Understand what targets you can see from your site at the current time of year with the horizion and obstacles yoiu have. Choose potential targets and calculatre the size of target your equipment can image.
Your Site
There is nothing more frustrating or time wasting than deciding to image a target only to find thyat it is blocked by a tree or a neighbours garage roof . Create a view diagram or chart for South and North showing your available horizon and obstacles that obscure your view. This can be a simple hand drawn diagram; you can plot it a chart in Excel or even build a custom horizon for use in Stellarium using a mobile horizon logging app like Theodolite . The app allows you to log positions on yiour horizon and create a coordinate log file that can be used to build a horizon file for Stellarium.
Field of View (FOV)
The FOV of your equipment is a function of the sensor size and focal length, including any barlows or focal reducers. It is expresed in degrees and minutes.

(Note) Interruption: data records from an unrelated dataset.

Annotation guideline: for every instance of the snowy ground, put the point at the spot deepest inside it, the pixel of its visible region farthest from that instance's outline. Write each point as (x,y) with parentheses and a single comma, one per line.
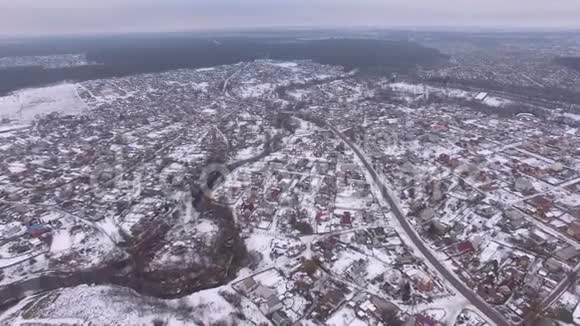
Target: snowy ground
(25,105)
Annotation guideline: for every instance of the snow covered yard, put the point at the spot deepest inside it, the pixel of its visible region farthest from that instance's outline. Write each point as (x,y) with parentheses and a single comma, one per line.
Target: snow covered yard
(26,104)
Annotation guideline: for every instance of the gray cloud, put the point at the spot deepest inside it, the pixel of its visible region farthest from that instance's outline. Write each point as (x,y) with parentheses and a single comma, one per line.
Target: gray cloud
(94,16)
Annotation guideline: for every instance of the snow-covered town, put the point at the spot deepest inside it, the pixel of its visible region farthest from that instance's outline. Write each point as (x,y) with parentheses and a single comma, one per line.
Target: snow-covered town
(274,192)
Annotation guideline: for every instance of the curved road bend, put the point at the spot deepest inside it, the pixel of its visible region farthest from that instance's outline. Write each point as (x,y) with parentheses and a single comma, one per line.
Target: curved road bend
(473,298)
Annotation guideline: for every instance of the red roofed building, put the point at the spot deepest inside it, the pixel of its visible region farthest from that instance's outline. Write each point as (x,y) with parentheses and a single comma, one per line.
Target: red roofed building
(346,219)
(465,247)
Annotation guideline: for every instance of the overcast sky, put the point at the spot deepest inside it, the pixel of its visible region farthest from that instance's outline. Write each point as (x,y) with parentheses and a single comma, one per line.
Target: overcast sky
(105,16)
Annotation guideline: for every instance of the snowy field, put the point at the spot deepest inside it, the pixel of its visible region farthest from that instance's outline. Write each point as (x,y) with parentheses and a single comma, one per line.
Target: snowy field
(25,105)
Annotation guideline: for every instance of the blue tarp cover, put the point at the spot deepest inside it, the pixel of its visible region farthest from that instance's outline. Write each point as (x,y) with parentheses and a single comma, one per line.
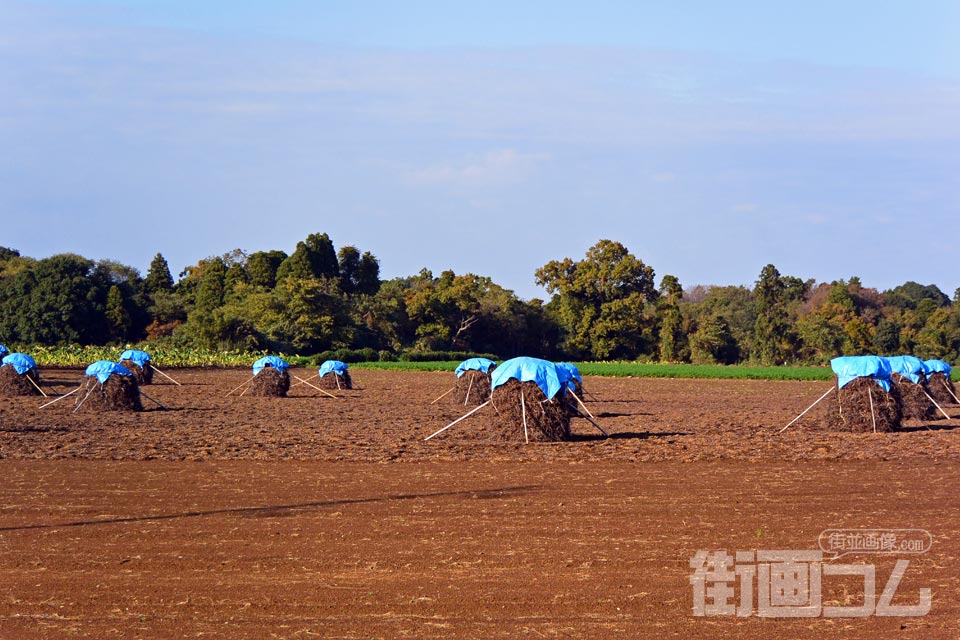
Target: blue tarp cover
(103,369)
(140,358)
(270,361)
(849,368)
(19,361)
(333,366)
(474,364)
(544,373)
(572,370)
(908,366)
(938,366)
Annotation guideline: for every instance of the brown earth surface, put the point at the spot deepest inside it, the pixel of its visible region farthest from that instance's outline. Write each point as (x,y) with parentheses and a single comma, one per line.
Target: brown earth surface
(277,517)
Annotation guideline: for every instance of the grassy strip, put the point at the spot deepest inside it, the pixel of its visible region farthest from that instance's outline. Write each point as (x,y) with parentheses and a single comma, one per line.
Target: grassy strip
(161,355)
(167,356)
(639,370)
(740,372)
(437,365)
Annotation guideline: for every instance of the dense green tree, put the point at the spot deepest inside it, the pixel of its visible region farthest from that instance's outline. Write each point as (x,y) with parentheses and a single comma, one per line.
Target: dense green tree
(56,300)
(158,276)
(774,338)
(314,257)
(368,274)
(712,342)
(909,294)
(262,268)
(600,302)
(117,315)
(672,339)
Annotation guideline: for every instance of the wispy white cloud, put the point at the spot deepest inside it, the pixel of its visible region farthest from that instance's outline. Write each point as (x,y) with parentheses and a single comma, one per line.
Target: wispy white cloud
(494,168)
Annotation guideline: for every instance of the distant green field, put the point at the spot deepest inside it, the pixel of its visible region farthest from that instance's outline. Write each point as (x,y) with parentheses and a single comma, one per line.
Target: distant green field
(637,370)
(179,357)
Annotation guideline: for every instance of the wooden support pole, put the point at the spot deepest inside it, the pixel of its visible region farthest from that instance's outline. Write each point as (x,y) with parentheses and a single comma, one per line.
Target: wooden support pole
(947,387)
(77,408)
(152,400)
(35,385)
(808,409)
(444,394)
(463,417)
(315,387)
(240,385)
(589,415)
(930,398)
(165,376)
(47,404)
(523,412)
(303,381)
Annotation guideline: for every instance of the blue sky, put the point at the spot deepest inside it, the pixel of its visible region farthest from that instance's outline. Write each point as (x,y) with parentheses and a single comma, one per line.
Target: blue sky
(710,138)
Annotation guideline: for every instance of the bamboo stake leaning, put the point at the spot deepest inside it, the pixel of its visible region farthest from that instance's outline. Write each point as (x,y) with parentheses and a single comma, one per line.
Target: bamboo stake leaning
(36,385)
(240,385)
(152,400)
(303,381)
(47,404)
(444,394)
(930,398)
(808,409)
(947,387)
(463,417)
(166,376)
(590,418)
(317,388)
(77,408)
(523,412)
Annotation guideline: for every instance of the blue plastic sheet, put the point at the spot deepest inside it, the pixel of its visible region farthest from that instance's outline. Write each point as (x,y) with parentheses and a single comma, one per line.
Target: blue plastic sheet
(139,358)
(849,368)
(938,366)
(270,361)
(103,369)
(474,364)
(333,366)
(547,375)
(572,370)
(909,367)
(19,361)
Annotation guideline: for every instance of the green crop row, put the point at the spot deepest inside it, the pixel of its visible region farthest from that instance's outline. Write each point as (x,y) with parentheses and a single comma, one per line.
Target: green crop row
(642,370)
(161,355)
(167,356)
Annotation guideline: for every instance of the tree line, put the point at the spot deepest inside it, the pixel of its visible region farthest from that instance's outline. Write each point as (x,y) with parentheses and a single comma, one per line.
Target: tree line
(604,306)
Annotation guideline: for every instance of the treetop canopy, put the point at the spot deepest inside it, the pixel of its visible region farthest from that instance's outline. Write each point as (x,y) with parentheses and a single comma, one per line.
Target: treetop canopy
(103,369)
(474,364)
(333,366)
(547,375)
(849,368)
(270,361)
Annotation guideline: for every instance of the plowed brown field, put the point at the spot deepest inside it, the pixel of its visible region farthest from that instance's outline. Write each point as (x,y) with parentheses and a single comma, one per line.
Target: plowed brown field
(315,517)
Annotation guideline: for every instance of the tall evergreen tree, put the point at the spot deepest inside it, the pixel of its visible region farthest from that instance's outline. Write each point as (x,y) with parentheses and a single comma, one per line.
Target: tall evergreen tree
(158,276)
(314,257)
(671,323)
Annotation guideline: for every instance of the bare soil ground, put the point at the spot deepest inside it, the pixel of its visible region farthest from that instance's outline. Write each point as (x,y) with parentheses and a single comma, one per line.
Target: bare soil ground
(277,517)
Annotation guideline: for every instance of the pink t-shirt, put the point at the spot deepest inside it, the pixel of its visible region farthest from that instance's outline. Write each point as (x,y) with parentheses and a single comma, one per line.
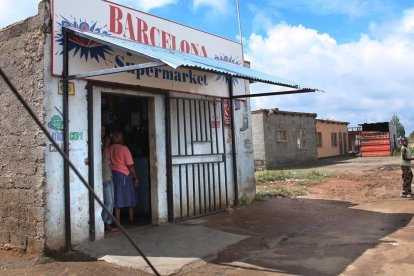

For example an Orion 8u0ED-APO telescope has a focal length of 500m, if attached to a ZWO ASI294 with a sensor size of 19×13 mm gives a FOV of 2.2° x 1.5°. Green in the diagram. A Canon DSLR with a 200mm lens gives a much wider FOV and a Celestron 8″ SCT with a focal reducer and a ZWO ASI294 cameras a much narrower one. use this calculator to find yours and compare it to the angular size of potential targets.
DSO target lists
A good starting point is one of the publications listed in the Books section.
Right Click on this image download a 20mb version of of these 100 top targets compiled by Gary Imm
Atk have published a good list of seasonal targets.
Galactic Hunters list targets for a DSLR and telephoto lens and links to another 60 telescope targets.
Select Targets
Use your site horizon data and equipment FOV to select targets for a 3 month period.
Remember to discount dates either side of the full moon.
Validate the targets using Planetarium Software to come up with a short list. It is then worth searching Astrobin for images of the target using equipment similar to yours to get ideas for framing.